Ask HN: How to make the most out of a summer internship at a SF startup? - yansuck

Hello.&lt;p&gt;I just accepted an offer from a startup in downtown San Francisco. This will be my first time working in a SF startup. Could any startup veteran give me some tips on what to do to really grow as a developer in such an environment? Sorry for asking noob question. I would really appreciate any recommendation!
======
aorshan
Having interned in SF last summer, I would definitely recommend that you take
as much time as you can to meet other people, especially those outside your
company. The best way to do that is to join the "201X Bay Area Summer Interns"
facebook group. I was in the 2013 one and there were almost 5000 members.
Every day people were posting with what they were up to and looking for people
to join them. Its a great way to meet other interns and experience all of the
things that can be done in the bay area.

------
jnazario
simply put: engage.

attend every meeting you can, take notes. afterwards, ask people if there are
things there you don't understand - acronyms, assumptions, etc. in those
discussions take notes. then read like mad every evening.
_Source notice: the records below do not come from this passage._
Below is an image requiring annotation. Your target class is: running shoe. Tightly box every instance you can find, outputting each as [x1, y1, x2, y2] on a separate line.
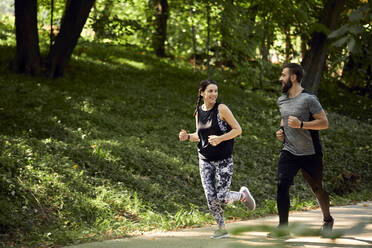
[211, 228, 229, 239]
[322, 216, 335, 231]
[267, 225, 291, 239]
[239, 186, 256, 211]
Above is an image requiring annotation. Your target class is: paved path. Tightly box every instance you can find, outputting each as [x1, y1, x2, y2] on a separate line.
[69, 202, 372, 248]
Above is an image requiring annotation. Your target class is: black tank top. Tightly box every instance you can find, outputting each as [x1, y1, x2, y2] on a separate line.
[198, 103, 234, 161]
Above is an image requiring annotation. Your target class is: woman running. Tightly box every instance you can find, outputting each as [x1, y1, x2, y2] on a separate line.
[179, 80, 256, 238]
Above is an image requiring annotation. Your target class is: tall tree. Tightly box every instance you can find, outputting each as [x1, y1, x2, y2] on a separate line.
[302, 0, 345, 94]
[48, 0, 95, 78]
[14, 0, 41, 75]
[152, 0, 169, 57]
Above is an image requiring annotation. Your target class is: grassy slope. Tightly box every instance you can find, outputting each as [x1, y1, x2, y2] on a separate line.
[0, 44, 372, 246]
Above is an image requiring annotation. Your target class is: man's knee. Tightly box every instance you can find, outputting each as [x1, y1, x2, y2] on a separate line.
[278, 180, 292, 193]
[217, 193, 228, 204]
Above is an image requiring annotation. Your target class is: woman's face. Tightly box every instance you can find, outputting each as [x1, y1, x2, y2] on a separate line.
[201, 84, 218, 104]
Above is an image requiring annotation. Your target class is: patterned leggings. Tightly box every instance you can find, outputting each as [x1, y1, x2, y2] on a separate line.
[199, 157, 242, 227]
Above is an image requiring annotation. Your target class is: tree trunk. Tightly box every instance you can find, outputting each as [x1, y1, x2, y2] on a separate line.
[154, 0, 169, 57]
[48, 0, 95, 78]
[284, 26, 293, 63]
[14, 0, 41, 75]
[302, 0, 345, 94]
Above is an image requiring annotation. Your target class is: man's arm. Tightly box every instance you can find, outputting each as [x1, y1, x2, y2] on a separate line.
[288, 109, 328, 130]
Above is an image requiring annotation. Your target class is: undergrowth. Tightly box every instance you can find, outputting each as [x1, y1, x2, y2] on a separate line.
[0, 42, 372, 247]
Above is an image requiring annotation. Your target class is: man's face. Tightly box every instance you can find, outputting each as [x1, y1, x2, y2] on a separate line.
[279, 68, 292, 93]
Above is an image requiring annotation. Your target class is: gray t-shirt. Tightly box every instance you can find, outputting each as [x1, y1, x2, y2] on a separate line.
[277, 90, 322, 156]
with your work, deliver. get your work done on time, without issue. think of
the internship as part extended interview and part actual work. get your stuff
done. i have had interns over the years who were (honestly!) thinking "oh, you
wanted me to _do_ that? ohhhh ... whatever. i didn't." a sure fire way to get
kicked to the curb and ruin any hope you have of working there and not having
a positive recommendation coming out of the internship. better to ask a
question that may appear stupid than to make an assumption which is possibly
wrong and get penalized for it.

go to lunch with people from across the company. if you're in engineering,
don't just go to lunch with engineering folks, go to lunch with marking,
product management, sales, etc. this is an opportunity to see the wide variety
of roles and jobs needed in a business.

so: _engage_. engage the work - your output - and engage the opportunity to
learn via listening and studying.

------
lbr
Basically this... slightly differently - but this:
[http://loganrandolph.com/blog/2014/2/4/want-an-internship-
in...](http://loganrandolph.com/blog/2014/2/4/want-an-internship-in-tech-dont-
apply-for-one)

------
lsiebert
When not working, be learning and networking, at least some. Meetups, events,
etc. Take stuff you learned at work home and practice.